A lição de Richarlison: por que assistimos futebol?

henrique salmaso
3 min readNov 24, 2022

--

Confesso que, durante os jogos dessa manhã, estava mais prazeroso observar a dança das partículas de poeira contra a luz do Sol que entra pela minha janela do que, de fato, acompanhar as partidas. Um Suíça x Gana em que a equipe de transmissão da Globo era bem melhor que o jogo, um Uruguai que quase nunca joga tudo que sua boa geração pode, uma Coreia que não encontrava seu craque Heug-min Son e por aí vai.

E aí me peguei pensando: por que assistimos a uma partida de futebol? No meu caso, não é só uma, nem duas, são incontáveis ao longo de uma semana — imagine durante toda uma vida. Ah… para mim, é fácil explicar, pois eu trabalho com isso. Mas bem antes de trabalhar eu já era assim.

Se alguém parasse para assistir à minha rotina de trabalho, ou à rotina de trabalho da maioria dos trabalhadores que apenas repetem movimentos alienadores diariamente, como nos ensinou aquele barbudo do século XIX, morreria de tédio rapidinho. Nenhum idiota passaria uma hora observando o que eu ou um trocador de ônibus estamos fazendo às 14h de uma terça-feira.

É que o futebol brinca com a subjetividade, tornando-se impossível prever o que acontecerá no segundo seguinte. E, no caso de uma Copa do Mundo, toda essa dinâmica do impensado se eleva à enésima potência. Algum maluco esperava que Luisito Suárez meteria a mão na bola naquele jogo bizarro contra Gana em 2010?

Observo este jogo do Brasil contra a Sérvia. Dez homenzarrões europeus perfilados na frente do goleiro, correndo de um lado para o outro. ‘Pra cima’, pedia o Tite. Sabe que tem defensores capazes de segurar a bronca sozinhos lá atrás. Muito volume, bola na trave. Até aí tudo dentro do esperado: ataque contra defesa.

Vinícius Júnior pega a bola. Sabe que o mundo todo espera algo diferente quando se veste essa camisa. Um passe mágico de trivela para Richarlison, que domina meio sem jeito. Pode rolar pra quem vem de trás, pode fazer a parede e tentar cavar um pênalti maroto.

Que nada. É meter pro gol. É hora do gesto técnico perfeito. Gesto de uma boniteza que só quem nasceu neste continente sabe fazer.

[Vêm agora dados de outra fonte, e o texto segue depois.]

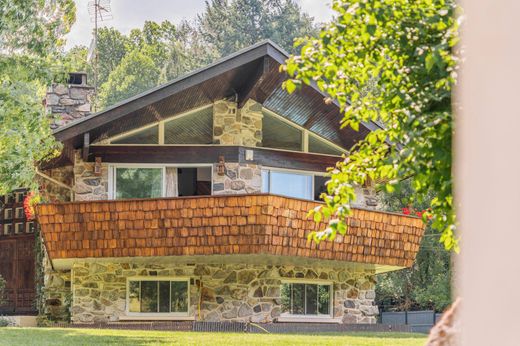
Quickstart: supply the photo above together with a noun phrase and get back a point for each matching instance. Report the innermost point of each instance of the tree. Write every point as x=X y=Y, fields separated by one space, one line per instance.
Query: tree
x=128 y=78
x=227 y=26
x=392 y=63
x=112 y=46
x=2 y=290
x=30 y=36
x=427 y=284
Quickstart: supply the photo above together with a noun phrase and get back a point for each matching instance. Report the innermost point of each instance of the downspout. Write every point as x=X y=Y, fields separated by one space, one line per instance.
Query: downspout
x=57 y=182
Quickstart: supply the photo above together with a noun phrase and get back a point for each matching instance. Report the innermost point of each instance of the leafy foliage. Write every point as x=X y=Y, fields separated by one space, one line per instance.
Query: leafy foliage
x=227 y=26
x=427 y=284
x=30 y=36
x=128 y=77
x=170 y=51
x=390 y=62
x=2 y=290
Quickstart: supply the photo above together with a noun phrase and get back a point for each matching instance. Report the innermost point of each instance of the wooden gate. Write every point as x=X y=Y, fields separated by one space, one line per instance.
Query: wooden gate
x=17 y=267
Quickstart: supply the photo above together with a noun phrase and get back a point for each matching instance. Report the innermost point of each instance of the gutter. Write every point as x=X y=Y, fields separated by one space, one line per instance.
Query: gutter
x=57 y=182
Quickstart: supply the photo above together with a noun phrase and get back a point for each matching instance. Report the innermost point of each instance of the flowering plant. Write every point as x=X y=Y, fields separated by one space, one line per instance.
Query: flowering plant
x=30 y=200
x=424 y=214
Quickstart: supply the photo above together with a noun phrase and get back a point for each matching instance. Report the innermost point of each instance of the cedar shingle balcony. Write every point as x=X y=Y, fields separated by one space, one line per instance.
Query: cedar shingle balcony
x=258 y=224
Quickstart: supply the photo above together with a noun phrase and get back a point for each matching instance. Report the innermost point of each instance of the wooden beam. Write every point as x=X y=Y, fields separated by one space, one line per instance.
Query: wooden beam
x=86 y=145
x=210 y=154
x=154 y=95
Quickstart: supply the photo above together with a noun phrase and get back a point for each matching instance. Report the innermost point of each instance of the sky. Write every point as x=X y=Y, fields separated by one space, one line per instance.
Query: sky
x=130 y=14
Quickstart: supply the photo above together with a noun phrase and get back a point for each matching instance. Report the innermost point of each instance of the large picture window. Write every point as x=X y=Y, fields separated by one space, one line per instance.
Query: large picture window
x=138 y=182
x=294 y=184
x=297 y=185
x=306 y=299
x=158 y=296
x=159 y=181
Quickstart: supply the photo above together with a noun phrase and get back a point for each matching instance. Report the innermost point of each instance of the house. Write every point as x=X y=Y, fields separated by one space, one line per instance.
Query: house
x=190 y=203
x=17 y=241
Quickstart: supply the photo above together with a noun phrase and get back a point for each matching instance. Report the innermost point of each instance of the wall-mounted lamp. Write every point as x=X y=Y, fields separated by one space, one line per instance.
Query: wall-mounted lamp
x=97 y=166
x=221 y=166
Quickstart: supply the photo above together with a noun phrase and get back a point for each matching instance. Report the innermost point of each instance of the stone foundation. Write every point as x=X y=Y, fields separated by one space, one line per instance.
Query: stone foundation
x=238 y=178
x=234 y=292
x=87 y=185
x=233 y=126
x=57 y=293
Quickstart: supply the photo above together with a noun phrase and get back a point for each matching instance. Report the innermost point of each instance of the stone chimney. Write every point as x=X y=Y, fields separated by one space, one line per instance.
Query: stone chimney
x=69 y=102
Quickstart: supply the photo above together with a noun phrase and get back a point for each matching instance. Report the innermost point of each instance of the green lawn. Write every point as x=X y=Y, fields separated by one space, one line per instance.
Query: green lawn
x=72 y=337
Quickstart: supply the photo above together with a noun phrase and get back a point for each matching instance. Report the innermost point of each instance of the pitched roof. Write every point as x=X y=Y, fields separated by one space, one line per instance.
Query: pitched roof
x=252 y=72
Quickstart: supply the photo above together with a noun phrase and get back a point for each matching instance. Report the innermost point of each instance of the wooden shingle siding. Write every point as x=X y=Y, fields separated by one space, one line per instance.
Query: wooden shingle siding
x=222 y=225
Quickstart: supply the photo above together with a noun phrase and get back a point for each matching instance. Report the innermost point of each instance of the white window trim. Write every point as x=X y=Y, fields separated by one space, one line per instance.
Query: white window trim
x=112 y=174
x=305 y=133
x=160 y=125
x=159 y=315
x=288 y=317
x=294 y=171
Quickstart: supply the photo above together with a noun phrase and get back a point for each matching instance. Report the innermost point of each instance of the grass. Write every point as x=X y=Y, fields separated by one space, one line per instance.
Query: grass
x=72 y=337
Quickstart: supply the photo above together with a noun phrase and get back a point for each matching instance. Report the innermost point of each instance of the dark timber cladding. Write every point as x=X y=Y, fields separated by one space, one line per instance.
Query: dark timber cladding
x=250 y=73
x=208 y=154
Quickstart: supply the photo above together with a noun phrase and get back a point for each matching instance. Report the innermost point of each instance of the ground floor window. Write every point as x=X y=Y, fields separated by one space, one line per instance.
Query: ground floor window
x=158 y=296
x=305 y=185
x=134 y=181
x=306 y=299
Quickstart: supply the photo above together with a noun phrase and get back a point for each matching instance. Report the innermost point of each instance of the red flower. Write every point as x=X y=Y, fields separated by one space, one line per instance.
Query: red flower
x=28 y=205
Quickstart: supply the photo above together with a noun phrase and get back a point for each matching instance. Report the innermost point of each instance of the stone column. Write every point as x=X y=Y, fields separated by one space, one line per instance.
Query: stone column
x=233 y=126
x=67 y=103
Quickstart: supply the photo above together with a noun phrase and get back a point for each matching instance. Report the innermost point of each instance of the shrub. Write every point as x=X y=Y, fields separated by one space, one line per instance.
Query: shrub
x=2 y=290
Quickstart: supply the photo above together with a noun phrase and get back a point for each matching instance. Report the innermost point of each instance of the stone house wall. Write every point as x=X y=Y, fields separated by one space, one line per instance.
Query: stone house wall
x=234 y=126
x=87 y=185
x=68 y=103
x=233 y=292
x=238 y=178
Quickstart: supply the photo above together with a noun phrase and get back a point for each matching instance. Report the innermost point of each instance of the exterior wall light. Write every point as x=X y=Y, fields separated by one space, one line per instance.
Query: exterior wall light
x=221 y=166
x=97 y=166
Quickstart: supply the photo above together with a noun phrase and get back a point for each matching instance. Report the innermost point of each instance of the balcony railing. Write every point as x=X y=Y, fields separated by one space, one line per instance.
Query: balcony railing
x=222 y=225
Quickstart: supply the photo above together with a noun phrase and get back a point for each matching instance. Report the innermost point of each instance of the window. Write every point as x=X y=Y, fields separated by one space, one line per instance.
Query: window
x=147 y=136
x=19 y=197
x=194 y=128
x=8 y=214
x=9 y=199
x=8 y=228
x=294 y=184
x=138 y=182
x=18 y=228
x=279 y=134
x=320 y=186
x=158 y=296
x=289 y=184
x=160 y=181
x=306 y=299
x=29 y=227
x=317 y=145
x=20 y=214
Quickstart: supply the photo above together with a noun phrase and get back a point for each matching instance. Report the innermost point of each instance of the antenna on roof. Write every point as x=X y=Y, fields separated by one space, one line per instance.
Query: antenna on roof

Richarlison nos convidou a brincar com o imprevisível. Nos mostrou por que estamos há tantas horas assistindo 22 homens correndo atrás de uma bola num país em que demonstrações públicas de afeto podem resultar em cadeia — para nós, que tanto abraçamos, tanto beijamos, nós que falamos tão alto, isso é totalmente impensável. Erasmo Carlos já dizia: “eu não quero conversa com quem não tem amor. Gente certa é gente aberta, e se o amor chamar eu vou”.

Afinal, se a vida é o que acontece entre uma Copa e outra, a última vida foi muito cruel conosco. Agora, ver esses meninos que já foram acostumados às queixas do estômago fazendo acrobacias inimagináveis com a bola talvez seja uma boa forma de começar a lavar a alma.